No obstante lo anterior, el 30 de marzo del año en curso, se le notificó su declaratoria de insubsistencia, sustentada en el hecho de que su cargo había sido ofertado en un concurso de méritos y en el mismo ya se había designado en propiedad a la persona que superó dicho trámite.
2. EL FALLO IMPUGNADO La Sala Penal del Tribunal Superior de Bogotá negó la petición de amparo al considerar que, de una parte, el libelista no acreditó una amenaza cierta a su mínimo vital, pues pese a que certificó poseer ciertas acreencias, no demostró que su ingreso fuera el único del cual dependía su hogar. De otra parte consideró el Tribunal que, cuando el accionante se vinculó a la entidad demandada, sabía en las condiciones que lo hacía, esto es que era de manera provisional y que ya se encontraba en trámite un concurso de méritos para proveer de manera definitiva el cargo en el cual había sido designado.
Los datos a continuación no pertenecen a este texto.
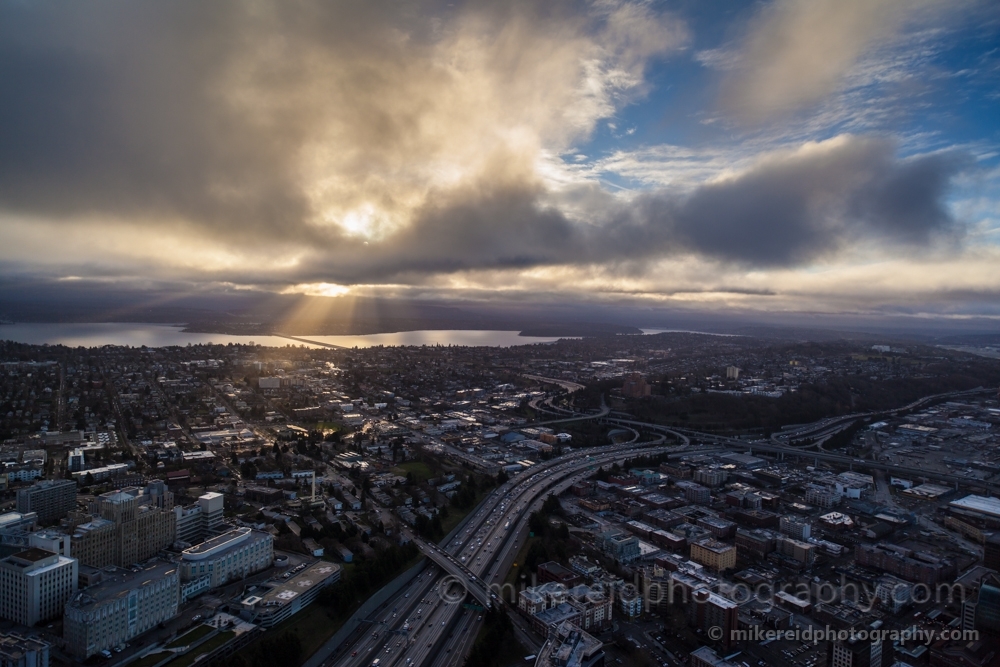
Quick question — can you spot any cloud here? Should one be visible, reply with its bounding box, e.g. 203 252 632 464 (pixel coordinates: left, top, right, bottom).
0 0 687 247
701 0 952 123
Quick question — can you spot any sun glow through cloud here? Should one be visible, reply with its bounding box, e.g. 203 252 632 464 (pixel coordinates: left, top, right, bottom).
0 0 1000 316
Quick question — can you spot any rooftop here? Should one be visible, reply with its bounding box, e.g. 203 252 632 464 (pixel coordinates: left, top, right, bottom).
68 563 177 609
948 496 1000 517
254 561 341 606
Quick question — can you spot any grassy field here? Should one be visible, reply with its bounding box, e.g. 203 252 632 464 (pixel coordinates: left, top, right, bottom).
392 461 434 483
441 489 493 535
468 625 530 667
503 537 542 588
221 555 423 667
128 651 171 667
166 630 236 667
166 625 215 648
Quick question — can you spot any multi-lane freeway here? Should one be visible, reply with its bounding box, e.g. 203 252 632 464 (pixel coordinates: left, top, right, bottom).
325 438 683 667
320 378 1000 667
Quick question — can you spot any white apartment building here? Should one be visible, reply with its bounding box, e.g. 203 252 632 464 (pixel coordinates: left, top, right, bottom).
174 492 225 544
0 547 79 626
180 528 274 588
63 563 180 660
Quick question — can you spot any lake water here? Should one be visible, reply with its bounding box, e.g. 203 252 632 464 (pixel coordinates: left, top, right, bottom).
0 322 732 347
0 322 559 347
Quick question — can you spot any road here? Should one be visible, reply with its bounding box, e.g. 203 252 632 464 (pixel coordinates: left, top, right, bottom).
603 417 1000 494
322 439 678 667
322 386 1000 667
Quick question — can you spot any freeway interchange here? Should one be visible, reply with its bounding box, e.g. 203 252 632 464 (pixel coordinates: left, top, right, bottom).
321 438 686 667
318 378 1000 667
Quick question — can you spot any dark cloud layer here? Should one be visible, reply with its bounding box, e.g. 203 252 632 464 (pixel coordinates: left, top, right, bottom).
0 0 964 284
300 137 967 282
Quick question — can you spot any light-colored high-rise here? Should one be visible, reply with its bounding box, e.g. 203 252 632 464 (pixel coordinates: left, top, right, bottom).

Así las cosas, en eventos como el presente, la estabilidad laboral para prepensionados se torna relativa, en la medida que su vinculación puede ser finalizada en virtud de una declaratoria de insubsistencia debidamente motivada, o porque el cargo deba ser ocupado por quien hace parte de la lista de elegibles conformada luego de un concurso de méritos.
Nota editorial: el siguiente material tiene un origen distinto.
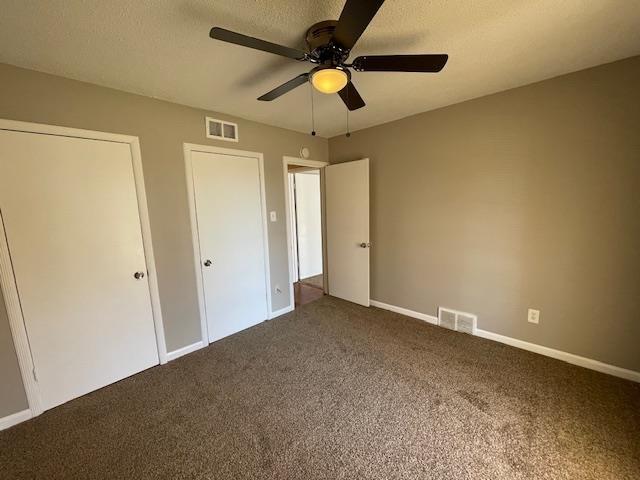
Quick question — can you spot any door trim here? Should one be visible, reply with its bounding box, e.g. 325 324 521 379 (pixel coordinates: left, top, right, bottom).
183 143 273 346
0 119 167 417
282 156 329 311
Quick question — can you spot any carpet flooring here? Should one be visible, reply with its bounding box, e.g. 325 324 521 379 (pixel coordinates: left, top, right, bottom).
0 296 640 480
300 274 324 288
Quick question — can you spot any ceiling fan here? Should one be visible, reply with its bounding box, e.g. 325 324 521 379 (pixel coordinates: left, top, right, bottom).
209 0 449 110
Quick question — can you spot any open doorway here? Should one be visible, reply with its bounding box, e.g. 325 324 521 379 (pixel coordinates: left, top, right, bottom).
284 157 326 307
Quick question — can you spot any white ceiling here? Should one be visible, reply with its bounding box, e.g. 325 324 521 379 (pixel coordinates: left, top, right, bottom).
0 0 640 137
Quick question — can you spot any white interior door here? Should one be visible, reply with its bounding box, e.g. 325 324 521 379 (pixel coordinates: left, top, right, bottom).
287 173 300 283
191 152 268 342
295 170 322 279
325 158 370 307
0 130 158 409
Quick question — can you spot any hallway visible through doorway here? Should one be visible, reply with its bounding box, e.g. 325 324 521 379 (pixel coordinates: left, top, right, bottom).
287 165 324 306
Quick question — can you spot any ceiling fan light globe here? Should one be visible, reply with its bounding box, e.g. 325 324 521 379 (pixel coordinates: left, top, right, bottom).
311 68 349 93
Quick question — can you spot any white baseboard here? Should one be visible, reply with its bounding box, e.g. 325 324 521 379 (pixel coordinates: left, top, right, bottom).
370 300 438 325
167 340 205 362
371 300 640 383
0 409 32 430
269 305 294 320
476 329 640 383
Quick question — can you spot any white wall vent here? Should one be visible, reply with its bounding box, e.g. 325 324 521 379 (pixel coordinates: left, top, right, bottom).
438 307 478 335
205 117 238 142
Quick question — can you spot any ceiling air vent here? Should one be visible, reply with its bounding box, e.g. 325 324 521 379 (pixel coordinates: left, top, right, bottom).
205 117 238 142
438 307 478 335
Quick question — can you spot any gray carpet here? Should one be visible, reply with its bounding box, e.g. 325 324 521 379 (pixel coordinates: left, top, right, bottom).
300 274 324 288
0 297 640 480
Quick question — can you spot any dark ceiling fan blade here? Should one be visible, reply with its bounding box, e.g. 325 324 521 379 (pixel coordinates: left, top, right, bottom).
338 82 366 110
258 73 309 102
332 0 384 50
209 27 307 60
353 54 449 73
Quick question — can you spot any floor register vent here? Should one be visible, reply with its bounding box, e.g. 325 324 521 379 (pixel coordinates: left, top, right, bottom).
438 307 478 335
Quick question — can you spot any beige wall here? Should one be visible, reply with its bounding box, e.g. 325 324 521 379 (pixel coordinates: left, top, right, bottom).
329 57 640 371
0 64 328 417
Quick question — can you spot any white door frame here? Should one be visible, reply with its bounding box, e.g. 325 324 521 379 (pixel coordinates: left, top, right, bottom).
282 156 329 310
184 143 273 345
0 119 167 417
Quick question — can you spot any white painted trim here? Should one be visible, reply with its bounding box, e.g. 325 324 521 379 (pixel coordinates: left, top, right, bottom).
269 305 295 320
183 143 272 345
167 340 206 362
279 155 329 311
370 300 438 325
0 119 167 417
0 409 33 430
371 300 640 383
476 328 640 383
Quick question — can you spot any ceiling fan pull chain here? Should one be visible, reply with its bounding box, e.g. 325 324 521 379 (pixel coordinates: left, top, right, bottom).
347 88 351 138
309 82 316 137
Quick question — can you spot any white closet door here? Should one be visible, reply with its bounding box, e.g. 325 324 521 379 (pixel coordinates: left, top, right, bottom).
191 152 267 342
325 159 370 307
0 130 158 409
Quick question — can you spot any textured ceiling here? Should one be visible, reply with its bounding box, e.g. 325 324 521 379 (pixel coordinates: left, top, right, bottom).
0 0 640 137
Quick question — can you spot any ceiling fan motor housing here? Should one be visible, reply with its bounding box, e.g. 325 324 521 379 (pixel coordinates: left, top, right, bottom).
305 20 349 65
Finaliza el a quo afirmando que el Departamento para la Prosperidad Social actuó en debida forma, garantizando, hasta donde era posible, las prerrogativas de que era titular el tutelante, pero que no podía sobreponerse a los derechos de quien superó un concurso de méritos, motivo por el cual no se accede al amparo.
3. LA IMPUGNACION El demandante impugnó el fallo de primera instancia al considerar que desconoce los criterios jurisprudenciales del Consejo de Estado y la Corte Constitucional acerca de la estabilidad laboral reforzada, mínimo vital y seguridad social. Afirma que su salario es el único ingreso que tiene su hogar, de modo que su manutención y la de quienes dependen de él, se ha visto seriamente afectada.
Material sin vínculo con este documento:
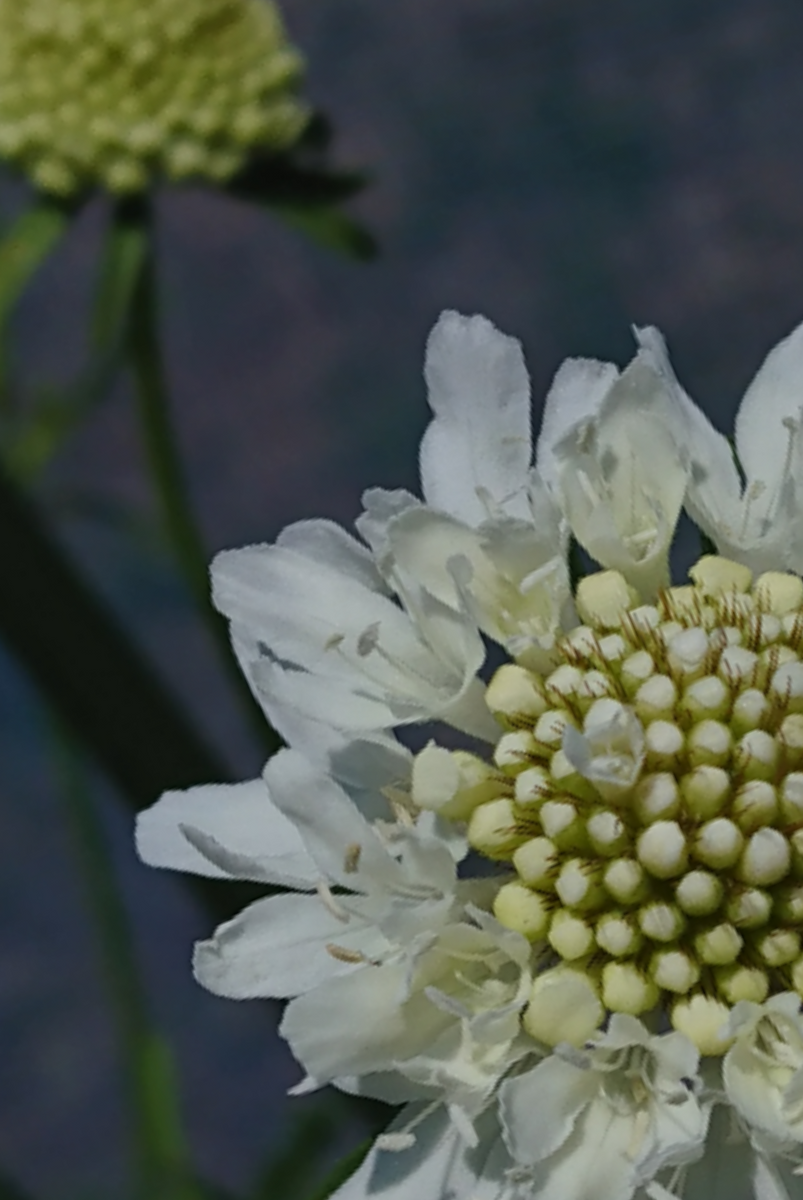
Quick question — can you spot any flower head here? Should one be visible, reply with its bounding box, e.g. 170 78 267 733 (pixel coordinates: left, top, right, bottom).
0 0 307 196
138 313 803 1200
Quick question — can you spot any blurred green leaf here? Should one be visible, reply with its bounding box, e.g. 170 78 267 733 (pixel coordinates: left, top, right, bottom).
271 204 379 262
0 196 77 416
53 720 199 1200
250 1097 342 1200
306 1138 374 1200
226 142 378 260
0 458 266 918
4 195 148 481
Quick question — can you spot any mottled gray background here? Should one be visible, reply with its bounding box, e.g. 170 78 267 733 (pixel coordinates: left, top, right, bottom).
7 0 803 1196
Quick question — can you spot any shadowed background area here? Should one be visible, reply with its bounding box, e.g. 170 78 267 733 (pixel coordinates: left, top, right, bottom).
0 0 803 1196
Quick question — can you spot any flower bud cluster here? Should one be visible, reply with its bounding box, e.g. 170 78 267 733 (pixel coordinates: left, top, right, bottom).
414 557 803 1052
0 0 307 196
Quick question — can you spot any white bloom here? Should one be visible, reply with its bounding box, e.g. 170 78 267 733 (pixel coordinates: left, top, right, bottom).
501 1014 707 1200
723 992 803 1166
637 325 803 574
537 348 688 599
138 313 803 1200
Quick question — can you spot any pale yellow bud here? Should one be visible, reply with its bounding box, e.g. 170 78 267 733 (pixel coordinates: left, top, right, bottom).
522 966 605 1046
633 772 681 824
691 817 744 871
671 992 732 1055
412 742 503 821
594 912 645 959
636 821 689 880
737 829 792 888
649 949 700 996
555 858 606 912
637 900 687 942
468 797 527 859
689 554 763 596
493 880 551 942
603 962 660 1016
753 571 803 617
754 929 801 967
586 809 630 858
575 571 639 630
485 662 549 728
513 838 558 892
714 962 769 1004
633 674 677 721
694 922 744 966
681 767 731 821
645 721 685 770
773 884 803 925
546 908 594 962
687 720 734 767
731 688 772 738
675 870 725 917
778 713 803 770
679 676 731 721
603 858 649 905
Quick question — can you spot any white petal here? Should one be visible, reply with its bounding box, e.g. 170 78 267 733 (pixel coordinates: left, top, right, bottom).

Así mismo insiste en su condición de prepensionado, por tener 58 años de edad y estar próximo a lograr su pensión de vejez. 4. CONSIDERACIONES 1. Es competente la Sala Penal de la Corte Suprema de Justicia para decidir sobre el recurso interpuesto contra la sentencia proferida por la Sala Penal del Tribunal Superior del Distrito de Bogotá, conforme con lo dispuesto en el numeral 2° del Artículo 1° del Decreto 1382 de 2000. 2.
El artículo 86 de la Constitución Política establece que toda persona tiene derecho a promover acción de tutela ante los jueces con miras a obtener la protección inmediata de sus derechos constitucionales fundamentales, cuando por acción u omisión le sean vulnerados o amenazados por cualquier autoridad pública o por particulares, en los casos previstos de forma expresa en la ley, siempre que no exista otro medio de defensa judicial, o si existiendo, se utiliza como mecanismo transitorio para evitar la materialización de un perjuicio de carácter irremediable. 3.
En el caso bajo estudio, de entrada la Sala ha de precisar que se procederá a confirmar el fallo objeto de impugnación, en tanto que la argumentación presentada por el accionante no se compadece con la realidad demostrada con los elementos de prueba allegados al expediente. 3.1. En efecto, alega el accionante encontrarse amparado por una condición de prepensionado que le otorga una protección laboral reforzada, toda vez que, según su entender, el requisito de edad para pensionarse en virtud de lo normado en la ley 71 de 1988, es a los 60 años, sin embargo, al observar las consideraciones consignadas en la Resolución No. GNR 1853 del 5 de enero de 2017, emanada de la Gerencia Nacional de Reconocimiento de COLPENSIONES, aportada por el propio libelista, se encuentra que su deducción es errada.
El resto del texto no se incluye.